= O Escaravelho do Diabo =

Novel by Lúcia Machado de Almeida

O Escaravelho do Diabo (The Devil's Scarab, in English) is a Brazilian mystery novel for a young audience, written by Lúcia Machado de Almeida. The story is centered on Alberto, a medical student who, upon seeing his brother killed after receiving a mysterious package with a beetle inside, decides to investigate. Originally published in chapters in the magazine O Cruzeiro, between October 10 and December 26, 1953, O Escaravelho do Diabo achieved greater success by being republished in book in 1974 by Editora Ática, in the Série Vaga-Lume (a youth literature series), created in January of the previous year, with illustrations of Mario Cafiero. The book was eventually reprinted for twenty-six editions. O Escaravelho do Diabo was selected for the National Program of Library of the School, in 1999, and received a live-action adaptation in 2016.

==Plot==
The story takes place in Vista Alegre, a small city in the interior of São Paulo. It begins when Hugo, Alberto's brother, receives a mysterious package with a scarab (black beetle) inside. However, he is not interested in the origin of the gift, believing it to be a prank by his friends. The next day, Hugo is found dead, a large sword impaled on his chest. Undeterred by the death of his brother, Alberto goes after the killer.

Returning home, he noticed, in a magazine, a beetle similar to that which Hugo had received, whose scientific name was Phanaeus ensifer, meaning "sword bearer." Then, he begins to delve into ancient objects in order to find the killer and prevent the next crime. After some time, he found an antiquarian who sold the same sword, but the shopkeeper said he did not remember who had bought it.

From there, Alberto helps renowned local inspector, Inspector Pimentel and the deputy inspector Silva.

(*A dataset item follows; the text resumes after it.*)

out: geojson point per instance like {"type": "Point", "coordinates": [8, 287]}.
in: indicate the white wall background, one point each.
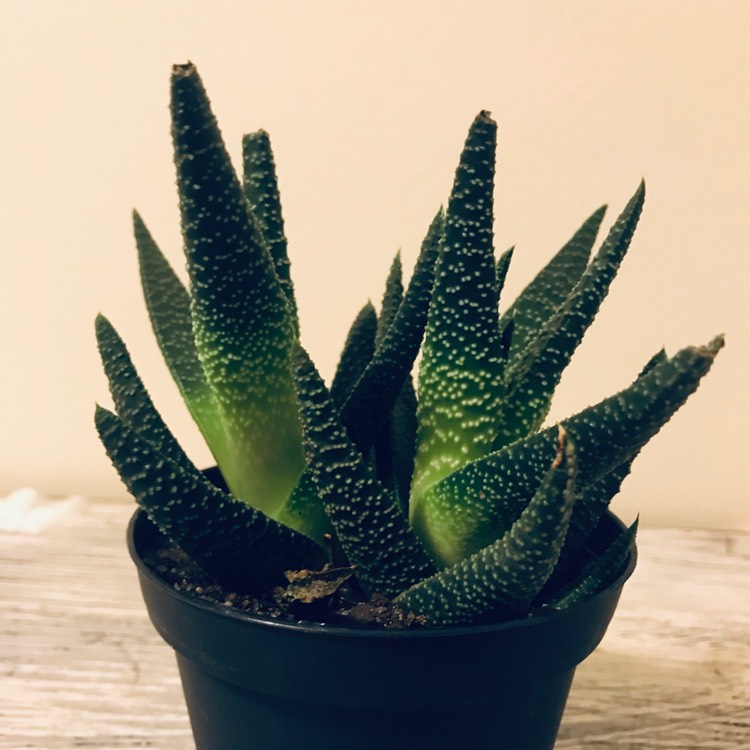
{"type": "Point", "coordinates": [367, 104]}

They realize that all the victims of this killer, which happens to be given the moniker "Insect", have something in common: they are all natural redheads, with freckles and hair that remember the color of the fire. Together, the trio join forces to investigate the subsequent string of murders, trying to find out also the reason for Hugo's murder. In the course of the investigation, Alberto meets and falls in love with Veronica, a beautiful orphan girl who lives in the house of an Irishwoman named Cora O'Shea, along with other residents, and this hampers the investigation.

The three men responsible for investigating the beetle case are becoming suspicious that the answer lies in Cora O'Shea's pension, but they can not get enough evidence and the case ends up being filed as "unresolved." Some years later, on a trip to Germany, Alberto still thinks about regaining Veronica, and by chance, discovers who was Hugo's killer and motive for the killings.

==Characters==
Main
- Alberto: one of the crime solvers, Hugo's brother, in love with Veronica
- Inspector Pimentel: police inspector responsible to investigate the redheaded killings
- Cora O'Shea: Irish pensioner and mother of Clarence O'Shea, she was 50 and a little deaf
- Mr. Gedeon: American, guest of Cora O'Shea
- Deputy Inspector Silva: Assistant to Inspector Pimentel and Alberto, is another main character.
- Elza: Cora O'Shea's pensioner; one of the suspects
- Beetle: the mysterious (at one time, masked) assailant and killer
- Veronica: Alberto's love interest; was also a suspect of the crimes

Victims
- Hugo "Foguinho": Alberto's brother, first victim, murdered with a Spanish sword stuck in the chest.
- Clarence O'Shea: Son of Cora O'Shea, dies poisoned by a cyanide capsule placed in the middle of his remedies;
- Rubi: Lyric singer; dies in the middle of a performance of Bizet's "Carmen", struck by a poisoned arrow;
- Galo-da-Serra: Endangered animal; strangled to death, has all its fiery red feathers plucked out;
- Father Afonso: Father of the parish, he died carbonized;
- Mr. Graz: He died carbonized next to Father Afonso, during the fire in the chapel.